Никос расплылся в улыбке.

— Мы с удовольствием. — Он взял Мишель за руку, сплел пальцы и поднес ее ладонь к губам. — Как ты думаешь?

О Господи, он просто неотразим!

— Я буду рада. В четверг вечером благотворительный бал в отеле «Мариотт». Моя мама в комитете. Я могу устроить билетик, если Саске захочется к нам присоединиться.

Саска не колебалась ни секунды.

— Я с удовольствием.

Сев в машину следом за Мишель, Никос со смешком спросил:

— Ты что, находишь удовольствие во всем этом?

Мишель повернулась к нему с сияющей улыбкой.

— Ну почему же нет, дорогой! Матап обрадуется, что будет пристроен еще один билет, а Саска прекрасно проведет вечер.

— А ты, pedhakimou? Ты как проведешь его?

— Прекрасно. Буду наблюдать за тобой.

— Будем по-прежнему играть свои роли? Ну что ж, разве не этим мы занимаемся подчас и в бизнесе, и в обществе…

— Надо сказать, у тебя получается великолепно.

— Позволь мне сделать тебе такой же комплимент.

— Если мы хотели убедить кого-то в том, что у нас роман, то с этой точки зрения вечер удался, мне кажется.

Никос не ответил, осторожно проезжая перекресток. Мишель больше ничего не сказала, и они оба молчали до самого дома.

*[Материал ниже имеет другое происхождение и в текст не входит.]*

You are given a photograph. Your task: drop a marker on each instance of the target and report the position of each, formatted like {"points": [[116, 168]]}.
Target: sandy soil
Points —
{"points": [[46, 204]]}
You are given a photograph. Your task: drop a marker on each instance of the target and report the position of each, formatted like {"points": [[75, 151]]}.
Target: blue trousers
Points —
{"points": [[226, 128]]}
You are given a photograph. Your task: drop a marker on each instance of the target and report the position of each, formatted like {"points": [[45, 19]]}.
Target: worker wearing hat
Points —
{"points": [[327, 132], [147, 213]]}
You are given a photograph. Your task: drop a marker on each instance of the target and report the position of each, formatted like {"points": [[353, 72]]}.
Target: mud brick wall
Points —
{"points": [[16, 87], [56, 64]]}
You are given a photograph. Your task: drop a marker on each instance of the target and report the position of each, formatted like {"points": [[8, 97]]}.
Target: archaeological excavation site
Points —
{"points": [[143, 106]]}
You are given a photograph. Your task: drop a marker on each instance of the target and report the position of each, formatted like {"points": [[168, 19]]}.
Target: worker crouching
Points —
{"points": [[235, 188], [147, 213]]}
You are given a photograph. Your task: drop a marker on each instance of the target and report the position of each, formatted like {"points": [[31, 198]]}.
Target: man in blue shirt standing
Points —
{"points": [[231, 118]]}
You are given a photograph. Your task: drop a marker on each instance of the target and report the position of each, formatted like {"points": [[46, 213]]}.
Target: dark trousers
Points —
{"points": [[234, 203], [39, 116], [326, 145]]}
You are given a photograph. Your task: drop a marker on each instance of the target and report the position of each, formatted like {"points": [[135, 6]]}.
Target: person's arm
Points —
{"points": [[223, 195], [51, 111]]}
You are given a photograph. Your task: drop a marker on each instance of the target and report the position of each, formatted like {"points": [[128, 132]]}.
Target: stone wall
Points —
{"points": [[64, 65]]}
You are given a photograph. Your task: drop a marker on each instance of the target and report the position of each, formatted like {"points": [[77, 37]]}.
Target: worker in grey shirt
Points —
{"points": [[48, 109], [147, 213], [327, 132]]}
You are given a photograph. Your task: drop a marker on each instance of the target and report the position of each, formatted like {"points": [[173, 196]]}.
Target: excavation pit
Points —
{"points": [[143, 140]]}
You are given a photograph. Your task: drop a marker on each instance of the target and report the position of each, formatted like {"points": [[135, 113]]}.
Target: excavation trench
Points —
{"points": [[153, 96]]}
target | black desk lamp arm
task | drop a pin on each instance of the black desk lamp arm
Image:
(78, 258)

— Тебе совсем ни к чему здесь оставаться, — твердо сказала она, когда он вместе с ней вошел в лифт и нажал кнопку пятнадцатого этажа.

— Мы это уже решили.

— Вчера было другое дело.

Двери лифта открылись, Мишель вытащила ключи.

— Вовсе нет.

Она пересекла устланный ковром холл и отперла дверь.

— Что ты имеешь в виду под этим «вовсе нет»?

Никос тряхнул головой.

— У тебя или у меня? Это не имеет значения. Но вместе.

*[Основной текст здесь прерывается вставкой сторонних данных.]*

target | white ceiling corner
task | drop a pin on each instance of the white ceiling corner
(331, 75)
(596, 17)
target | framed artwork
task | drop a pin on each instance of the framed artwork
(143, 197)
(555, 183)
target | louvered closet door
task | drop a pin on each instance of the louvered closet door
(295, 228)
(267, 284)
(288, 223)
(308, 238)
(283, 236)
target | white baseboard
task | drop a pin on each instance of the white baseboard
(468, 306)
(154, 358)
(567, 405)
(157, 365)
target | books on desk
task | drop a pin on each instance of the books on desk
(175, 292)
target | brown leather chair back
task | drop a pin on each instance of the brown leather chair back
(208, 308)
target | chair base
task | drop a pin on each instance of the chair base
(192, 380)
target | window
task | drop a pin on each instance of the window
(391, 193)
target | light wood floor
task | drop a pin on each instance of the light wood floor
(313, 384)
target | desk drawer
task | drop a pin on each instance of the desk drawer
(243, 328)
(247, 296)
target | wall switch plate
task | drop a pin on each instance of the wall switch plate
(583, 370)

— Я не думаю, чтобы Джереми попытался проникнуть в дом, а даже если и попытается, вряд ли ему это удастся.

Никос стоял, засунув руки в карманы брюк и насмешливо усмехаясь.

— Думаешь, у него не хватит соображения представиться каким-нибудь разносчиком? — Он продолжал, не дав Мишель открыть рот: — Или еще как-нибудь обдурить консьержа?

Неделю назад такая мысль и в голову бы ей не пришла, но теперь она призадумалась. Ответ, который напрашивался, был неприятен.

— И ты, как я понимаю, решил идти до конца, — устало произнесла она.

— Вот именно.

Мишель молча отвернулась и пошла через коридор на кухню. Надо чего-нибудь попить, а то столько съедено, да еще это шампанское… Сладкий горячий чай — вот что ей нужно.

Мишель наполнила водой электрический чайник, достала чай в пакетиках, чашку, сахар и молоко и застыла, ожидая, пока закипит вода.

Она просто кожей чувствовала присутствие Никоса, как он молча следит за тем, что она делает — наливает кипяток в чашку, насыпает сахар и подливает молоко.

Нет, это невыносимо — если он и дальше будет тут стоять и смотреть, она не выдержит и что-нибудь бросит в него.

Мишель положила ложку в раковину и повернулась лицом к Никосу. Лучше бы она этого не делала. Его взгляд притягивал и не давал отвести глаз, и она почувствовала себя, словно мышь, попавшая в мышеловку. Все вокруг как-то сжалось и потускнело, был только этот гипнотизирующий взгляд.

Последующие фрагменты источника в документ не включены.